## Benchmarking with Argo Worfklows & Vegeta

In this notebook we will dive into how you can run bench marking with batch processing with Argo Workflows, Seldon Core and Vegeta.

Dependencies:

* Seldon core installed as per the docs with Istio as an ingress 
* Argo Workfklows installed in cluster (and argo CLI for commands)


## Setup

### Install Seldon Core
Use the notebook to [set-up Seldon Core with Ambassador or Istio Ingress](https://docs.seldon.io/projects/seldon-core/en/latest/examples/seldon_core_setup.html).

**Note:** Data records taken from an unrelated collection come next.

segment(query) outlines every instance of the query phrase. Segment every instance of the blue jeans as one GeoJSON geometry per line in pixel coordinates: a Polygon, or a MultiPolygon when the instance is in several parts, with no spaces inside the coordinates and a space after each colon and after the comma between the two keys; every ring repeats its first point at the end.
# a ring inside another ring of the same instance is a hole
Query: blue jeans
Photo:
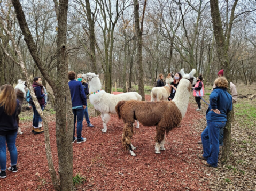
{"type": "MultiPolygon", "coordinates": [[[[42,105],[42,111],[43,111],[44,110],[44,105],[42,105]]],[[[39,115],[39,122],[42,122],[42,118],[40,117],[40,115],[39,115]]]]}
{"type": "Polygon", "coordinates": [[[73,134],[73,139],[75,138],[75,122],[76,118],[77,118],[77,124],[76,126],[76,135],[77,135],[77,140],[82,139],[82,129],[83,129],[83,120],[84,111],[83,106],[76,109],[72,109],[73,114],[74,114],[74,132],[73,134]]]}
{"type": "Polygon", "coordinates": [[[11,157],[11,165],[14,166],[17,164],[18,152],[15,145],[17,136],[17,132],[0,135],[0,167],[2,171],[6,170],[6,143],[11,157]]]}
{"type": "MultiPolygon", "coordinates": [[[[37,112],[37,110],[36,110],[36,108],[35,105],[32,105],[32,109],[33,109],[33,113],[34,113],[34,115],[33,115],[33,127],[35,127],[36,128],[39,128],[39,118],[40,117],[40,115],[39,115],[38,112],[37,112]]],[[[42,110],[43,110],[43,105],[41,105],[41,107],[42,110]]]]}
{"type": "Polygon", "coordinates": [[[90,124],[90,120],[89,119],[89,114],[88,114],[88,109],[87,106],[86,106],[84,109],[84,117],[86,117],[86,123],[87,124],[90,124]]]}
{"type": "Polygon", "coordinates": [[[225,124],[225,121],[207,120],[207,126],[201,134],[204,150],[203,157],[207,159],[208,164],[214,167],[218,165],[220,129],[223,128],[225,124]]]}
{"type": "Polygon", "coordinates": [[[224,127],[220,129],[220,135],[219,135],[219,142],[220,146],[223,146],[224,140],[224,127]]]}

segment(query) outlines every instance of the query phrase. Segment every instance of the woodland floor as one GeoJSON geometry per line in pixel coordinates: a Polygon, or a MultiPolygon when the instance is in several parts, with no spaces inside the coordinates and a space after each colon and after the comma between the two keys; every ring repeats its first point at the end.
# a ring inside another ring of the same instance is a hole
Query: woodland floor
{"type": "MultiPolygon", "coordinates": [[[[244,96],[256,94],[256,86],[237,85],[241,97],[238,103],[256,105],[255,99],[244,96]],[[248,90],[249,92],[248,92],[248,90]]],[[[211,92],[209,87],[206,92],[211,92]]],[[[146,95],[147,101],[150,100],[146,95]]],[[[205,99],[208,100],[206,96],[205,99]]],[[[89,99],[88,99],[89,102],[89,99]]],[[[84,120],[82,136],[87,141],[73,143],[73,176],[79,175],[86,181],[76,185],[77,190],[256,190],[255,118],[246,127],[235,112],[232,125],[230,161],[219,164],[218,168],[208,168],[197,158],[202,152],[200,134],[205,128],[206,104],[203,111],[196,112],[194,97],[191,93],[190,104],[181,127],[173,129],[166,137],[165,151],[154,153],[154,127],[140,125],[135,128],[133,145],[137,147],[135,157],[124,151],[121,143],[122,121],[112,115],[107,132],[103,134],[100,117],[92,117],[93,107],[88,108],[91,123],[88,128],[84,120]]],[[[58,170],[56,143],[55,115],[46,107],[50,142],[55,170],[58,170]],[[48,111],[47,111],[48,110],[48,111]]],[[[31,133],[33,112],[22,113],[20,125],[24,134],[18,135],[17,173],[7,172],[7,177],[0,180],[1,190],[53,190],[48,172],[43,134],[31,133]]],[[[247,124],[247,123],[246,123],[247,124]]],[[[7,152],[7,165],[10,156],[7,152]]]]}

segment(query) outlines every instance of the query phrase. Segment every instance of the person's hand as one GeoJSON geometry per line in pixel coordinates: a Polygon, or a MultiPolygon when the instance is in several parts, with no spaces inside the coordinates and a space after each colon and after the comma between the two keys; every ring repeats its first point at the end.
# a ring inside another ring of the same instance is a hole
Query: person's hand
{"type": "Polygon", "coordinates": [[[211,110],[211,111],[213,111],[215,113],[218,114],[218,115],[219,115],[220,114],[220,111],[219,111],[219,110],[218,109],[215,109],[215,110],[212,109],[211,110]]]}

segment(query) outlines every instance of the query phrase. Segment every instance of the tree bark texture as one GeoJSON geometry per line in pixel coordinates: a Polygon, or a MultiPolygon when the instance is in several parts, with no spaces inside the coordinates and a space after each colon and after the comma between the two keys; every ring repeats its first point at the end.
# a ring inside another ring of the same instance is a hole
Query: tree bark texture
{"type": "Polygon", "coordinates": [[[94,31],[94,21],[91,18],[91,10],[89,0],[85,0],[86,16],[89,23],[90,39],[90,59],[92,67],[92,72],[97,73],[96,59],[95,57],[95,35],[94,31]]]}
{"type": "MultiPolygon", "coordinates": [[[[230,94],[230,60],[228,56],[228,51],[229,46],[229,39],[232,29],[233,21],[234,19],[235,9],[236,8],[238,0],[234,1],[231,9],[231,13],[228,27],[226,30],[226,36],[224,36],[222,24],[220,18],[220,11],[219,9],[219,2],[218,0],[210,0],[211,15],[212,19],[213,26],[213,32],[215,39],[217,55],[222,69],[224,69],[224,76],[229,82],[229,88],[228,92],[230,94]],[[225,39],[226,37],[226,39],[225,39]]],[[[228,14],[228,12],[226,13],[228,14]]],[[[222,160],[224,162],[228,161],[229,154],[230,153],[231,146],[231,122],[233,110],[228,113],[227,115],[227,123],[224,129],[224,146],[223,148],[222,160]]]]}
{"type": "Polygon", "coordinates": [[[144,72],[142,66],[142,31],[139,26],[139,4],[138,0],[133,0],[134,7],[134,19],[135,31],[136,34],[137,48],[137,65],[138,67],[138,93],[142,97],[142,100],[145,101],[145,92],[144,89],[144,72]]]}
{"type": "Polygon", "coordinates": [[[57,67],[56,89],[54,91],[56,107],[56,142],[59,159],[59,174],[61,190],[73,188],[73,114],[68,86],[67,54],[67,21],[68,0],[59,2],[58,18],[57,67]],[[67,101],[67,103],[66,101],[67,101]],[[68,109],[68,106],[70,106],[68,109]],[[69,122],[67,129],[67,121],[69,122]]]}
{"type": "Polygon", "coordinates": [[[20,71],[21,71],[22,77],[26,79],[27,84],[29,88],[32,99],[33,100],[34,103],[35,103],[35,105],[36,106],[36,110],[37,110],[37,112],[40,115],[40,117],[43,119],[43,121],[44,122],[45,151],[46,151],[46,154],[47,161],[48,162],[48,168],[49,169],[50,175],[51,176],[51,178],[52,180],[52,184],[53,184],[53,187],[55,188],[55,189],[58,191],[60,190],[60,188],[59,185],[59,180],[58,179],[58,178],[57,177],[56,172],[54,168],[53,162],[52,161],[51,146],[50,144],[50,135],[49,135],[49,127],[48,127],[48,123],[47,122],[47,120],[46,119],[45,117],[44,117],[43,115],[43,111],[42,111],[41,106],[37,101],[37,99],[36,98],[36,95],[35,94],[35,92],[34,92],[33,88],[32,87],[32,86],[30,82],[29,76],[28,74],[27,69],[25,68],[24,63],[23,62],[24,59],[22,56],[22,54],[20,51],[19,51],[18,47],[18,46],[17,46],[15,43],[14,39],[13,37],[12,36],[12,34],[9,31],[8,31],[7,28],[5,27],[4,23],[3,23],[2,20],[0,20],[0,22],[3,26],[4,29],[5,29],[6,33],[10,37],[10,39],[11,41],[12,41],[12,45],[13,47],[14,47],[15,51],[16,52],[16,53],[18,55],[17,57],[18,57],[18,60],[19,62],[16,62],[14,59],[12,57],[12,56],[8,54],[8,53],[7,52],[7,51],[6,51],[5,48],[2,46],[1,46],[1,48],[2,48],[3,51],[5,52],[7,56],[9,57],[11,60],[12,60],[17,65],[20,71]]]}

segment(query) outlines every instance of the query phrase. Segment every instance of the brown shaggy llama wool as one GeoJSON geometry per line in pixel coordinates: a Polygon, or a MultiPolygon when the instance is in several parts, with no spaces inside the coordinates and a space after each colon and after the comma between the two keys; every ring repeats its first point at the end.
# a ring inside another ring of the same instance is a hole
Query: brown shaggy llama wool
{"type": "Polygon", "coordinates": [[[157,126],[154,140],[160,144],[164,140],[165,132],[168,134],[173,128],[177,127],[182,119],[180,110],[172,101],[122,101],[118,102],[115,110],[118,118],[122,119],[125,123],[122,143],[126,150],[131,150],[134,120],[145,126],[157,126]]]}

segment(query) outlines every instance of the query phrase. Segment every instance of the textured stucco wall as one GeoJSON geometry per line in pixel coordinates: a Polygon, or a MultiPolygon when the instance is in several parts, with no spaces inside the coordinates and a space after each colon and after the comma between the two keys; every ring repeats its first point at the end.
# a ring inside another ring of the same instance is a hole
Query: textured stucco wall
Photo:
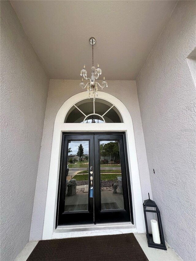
{"type": "MultiPolygon", "coordinates": [[[[83,90],[80,81],[51,80],[36,185],[30,240],[41,238],[54,123],[59,108],[67,99],[83,90]]],[[[104,91],[117,97],[127,107],[132,117],[143,198],[151,189],[140,114],[135,81],[108,81],[104,91]]],[[[88,97],[87,93],[86,97],[88,97]]]]}
{"type": "Polygon", "coordinates": [[[153,198],[167,242],[187,261],[196,260],[196,94],[186,60],[196,10],[178,2],[136,80],[153,198]]]}
{"type": "Polygon", "coordinates": [[[1,2],[1,258],[29,239],[49,80],[9,1],[1,2]]]}

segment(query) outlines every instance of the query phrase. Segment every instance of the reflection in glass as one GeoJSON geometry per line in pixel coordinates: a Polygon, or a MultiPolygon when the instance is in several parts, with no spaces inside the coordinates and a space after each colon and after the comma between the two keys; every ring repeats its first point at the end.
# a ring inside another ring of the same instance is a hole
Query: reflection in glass
{"type": "Polygon", "coordinates": [[[65,211],[88,211],[89,142],[69,143],[65,211]]]}
{"type": "Polygon", "coordinates": [[[119,141],[100,142],[101,210],[124,208],[119,141]]]}

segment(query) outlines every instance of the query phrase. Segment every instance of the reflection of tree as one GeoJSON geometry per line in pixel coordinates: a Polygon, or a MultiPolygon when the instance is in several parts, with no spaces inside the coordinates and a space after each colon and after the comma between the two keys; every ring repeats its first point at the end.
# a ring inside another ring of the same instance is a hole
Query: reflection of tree
{"type": "Polygon", "coordinates": [[[84,155],[84,148],[81,144],[78,146],[78,150],[77,152],[77,156],[80,157],[80,158],[84,155]]]}
{"type": "Polygon", "coordinates": [[[111,142],[105,144],[100,144],[100,154],[104,157],[111,155],[112,159],[116,157],[119,158],[119,142],[111,142]]]}

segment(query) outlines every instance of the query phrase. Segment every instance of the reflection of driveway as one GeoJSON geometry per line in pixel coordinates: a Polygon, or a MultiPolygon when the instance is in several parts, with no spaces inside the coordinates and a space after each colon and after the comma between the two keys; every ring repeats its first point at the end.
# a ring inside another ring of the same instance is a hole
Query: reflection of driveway
{"type": "MultiPolygon", "coordinates": [[[[71,179],[71,176],[72,176],[73,178],[74,176],[75,175],[76,175],[79,172],[82,171],[83,170],[86,170],[87,169],[87,168],[72,168],[71,169],[69,169],[68,176],[67,177],[67,180],[70,180],[71,179]]],[[[116,168],[112,168],[111,167],[108,167],[107,168],[102,167],[101,168],[101,170],[121,170],[121,168],[119,167],[117,167],[116,168]]]]}

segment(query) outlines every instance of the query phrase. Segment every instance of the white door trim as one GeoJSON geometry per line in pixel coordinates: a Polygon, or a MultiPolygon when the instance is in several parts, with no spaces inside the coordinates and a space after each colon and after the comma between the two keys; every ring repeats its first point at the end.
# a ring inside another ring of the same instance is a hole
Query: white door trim
{"type": "MultiPolygon", "coordinates": [[[[103,91],[99,92],[99,98],[108,101],[115,105],[123,117],[124,123],[88,124],[63,123],[65,115],[70,109],[77,102],[86,99],[86,91],[72,96],[62,105],[57,113],[55,122],[43,239],[52,239],[53,233],[56,234],[55,222],[56,202],[63,132],[126,132],[134,222],[133,227],[134,232],[142,233],[145,231],[139,168],[133,126],[131,116],[123,103],[117,98],[103,91]]],[[[84,234],[83,235],[83,236],[85,235],[84,234]]]]}

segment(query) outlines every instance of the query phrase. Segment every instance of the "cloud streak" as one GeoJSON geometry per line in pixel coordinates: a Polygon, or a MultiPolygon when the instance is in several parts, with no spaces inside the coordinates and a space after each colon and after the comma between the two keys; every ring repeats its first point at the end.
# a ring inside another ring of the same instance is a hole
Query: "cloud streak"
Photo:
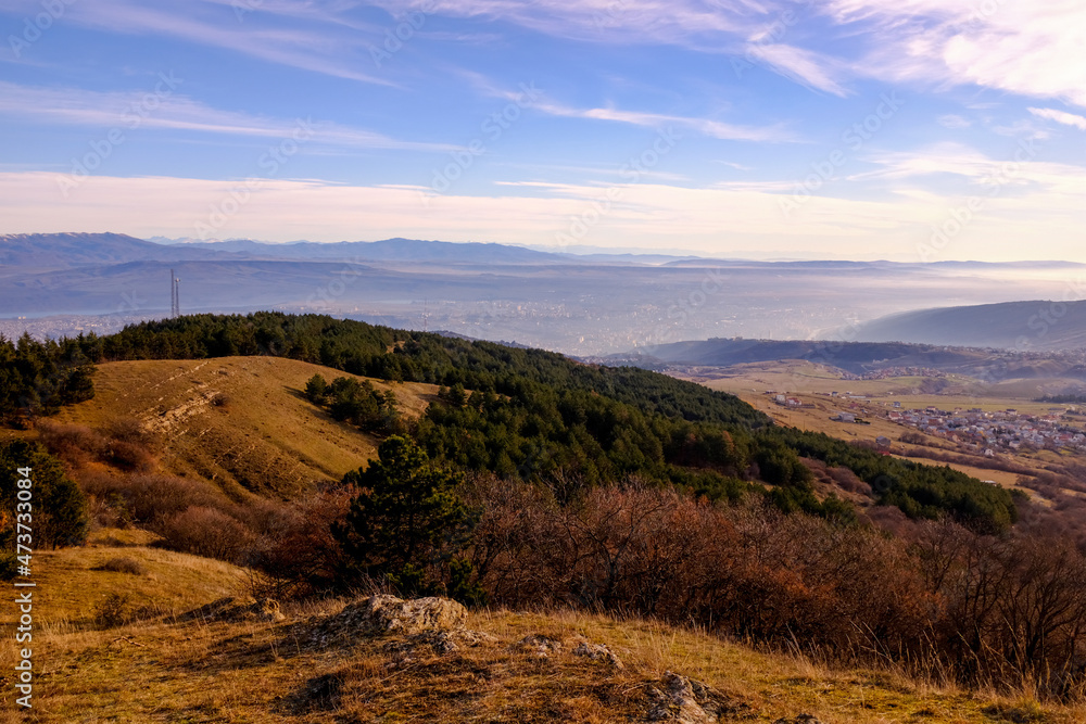
{"type": "MultiPolygon", "coordinates": [[[[184,79],[180,80],[184,82],[184,79]]],[[[40,88],[0,81],[0,115],[45,123],[98,128],[195,131],[252,138],[282,138],[296,119],[285,120],[224,111],[180,94],[156,98],[153,110],[144,91],[100,92],[76,88],[40,88]]],[[[375,131],[313,122],[312,141],[341,148],[451,151],[455,145],[404,141],[375,131]]]]}

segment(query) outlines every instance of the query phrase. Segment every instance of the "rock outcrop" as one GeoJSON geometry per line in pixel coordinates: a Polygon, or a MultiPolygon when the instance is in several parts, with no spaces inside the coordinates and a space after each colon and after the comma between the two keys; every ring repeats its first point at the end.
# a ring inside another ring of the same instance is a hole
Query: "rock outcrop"
{"type": "Polygon", "coordinates": [[[590,644],[589,642],[581,642],[573,649],[573,656],[588,657],[592,661],[606,661],[610,665],[618,670],[626,669],[626,664],[615,656],[614,651],[610,650],[606,644],[590,644]]]}
{"type": "MultiPolygon", "coordinates": [[[[455,636],[427,636],[418,639],[439,649],[453,650],[457,639],[466,640],[464,621],[467,609],[447,598],[416,598],[403,600],[395,596],[370,596],[349,604],[333,615],[311,621],[305,625],[301,638],[312,646],[327,647],[332,644],[351,644],[364,637],[400,634],[411,637],[434,632],[457,632],[455,636]]],[[[416,644],[417,645],[417,644],[416,644]]]]}
{"type": "Polygon", "coordinates": [[[719,722],[724,714],[746,709],[743,706],[729,706],[724,695],[671,671],[665,672],[662,686],[662,690],[655,686],[648,687],[648,722],[712,724],[719,722]]]}

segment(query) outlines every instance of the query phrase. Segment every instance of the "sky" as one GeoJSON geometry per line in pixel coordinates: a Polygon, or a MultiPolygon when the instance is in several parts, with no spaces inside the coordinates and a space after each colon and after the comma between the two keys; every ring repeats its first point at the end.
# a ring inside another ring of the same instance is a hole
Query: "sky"
{"type": "Polygon", "coordinates": [[[1082,0],[0,0],[0,233],[1086,262],[1082,0]]]}

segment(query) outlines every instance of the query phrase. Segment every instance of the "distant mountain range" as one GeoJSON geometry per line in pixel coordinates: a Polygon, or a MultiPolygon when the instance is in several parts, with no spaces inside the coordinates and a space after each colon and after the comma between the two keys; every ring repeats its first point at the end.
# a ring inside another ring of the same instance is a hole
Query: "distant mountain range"
{"type": "Polygon", "coordinates": [[[860,325],[855,339],[1022,352],[1086,347],[1086,301],[1038,300],[905,312],[860,325]]]}
{"type": "Polygon", "coordinates": [[[891,368],[927,368],[988,381],[1008,379],[1086,380],[1082,355],[1053,358],[1002,350],[911,344],[907,342],[834,342],[712,339],[642,347],[608,355],[601,361],[649,369],[665,366],[732,367],[753,363],[804,359],[854,374],[891,368]]]}
{"type": "Polygon", "coordinates": [[[270,244],[249,239],[155,243],[122,233],[23,233],[0,236],[0,264],[33,269],[65,269],[88,264],[129,262],[416,262],[426,264],[563,264],[563,256],[520,246],[453,243],[417,239],[301,241],[270,244]]]}
{"type": "Polygon", "coordinates": [[[977,312],[984,307],[908,310],[1058,295],[1065,285],[1059,280],[1074,278],[1081,267],[758,262],[627,250],[578,255],[414,239],[272,244],[9,234],[0,236],[0,333],[104,332],[161,317],[169,310],[173,269],[181,279],[184,313],[320,312],[573,355],[740,335],[1007,347],[1028,342],[1025,348],[1048,350],[1086,344],[1079,307],[1016,303],[997,305],[987,317],[977,312]],[[855,327],[835,333],[851,319],[874,321],[859,334],[855,327]]]}

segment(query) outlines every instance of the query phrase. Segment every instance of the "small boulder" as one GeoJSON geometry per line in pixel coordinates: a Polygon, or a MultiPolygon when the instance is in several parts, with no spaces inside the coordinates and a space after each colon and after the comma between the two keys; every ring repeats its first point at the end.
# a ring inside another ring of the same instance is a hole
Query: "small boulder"
{"type": "Polygon", "coordinates": [[[417,634],[424,631],[449,631],[464,625],[467,609],[447,598],[370,596],[351,604],[332,617],[344,627],[359,634],[417,634]]]}
{"type": "Polygon", "coordinates": [[[326,648],[351,644],[362,636],[456,631],[464,627],[467,609],[446,598],[403,600],[395,596],[370,596],[350,604],[339,613],[311,619],[296,638],[308,646],[326,648]]]}
{"type": "Polygon", "coordinates": [[[394,663],[403,664],[414,661],[424,648],[442,656],[459,651],[462,648],[470,648],[495,640],[497,639],[490,634],[484,634],[481,631],[468,631],[467,628],[425,631],[412,634],[403,640],[389,642],[384,645],[384,651],[392,655],[394,663]]]}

Note: If running with KIND you need to make sure do follow [these steps](https://github.com/argoproj/argo/issues/2376#issuecomment-595593237) as workaround to the `/.../docker.sock` known issue.


### Install Argo Workflows
You can follow the instructions from the official [Argo Workflows Documentation](https://github.com/argoproj/argo#quickstart).

Download the right CLi for your environment following the documentation (https://github.com/argoproj/argo-workflows/releases/tag/v3.0.8)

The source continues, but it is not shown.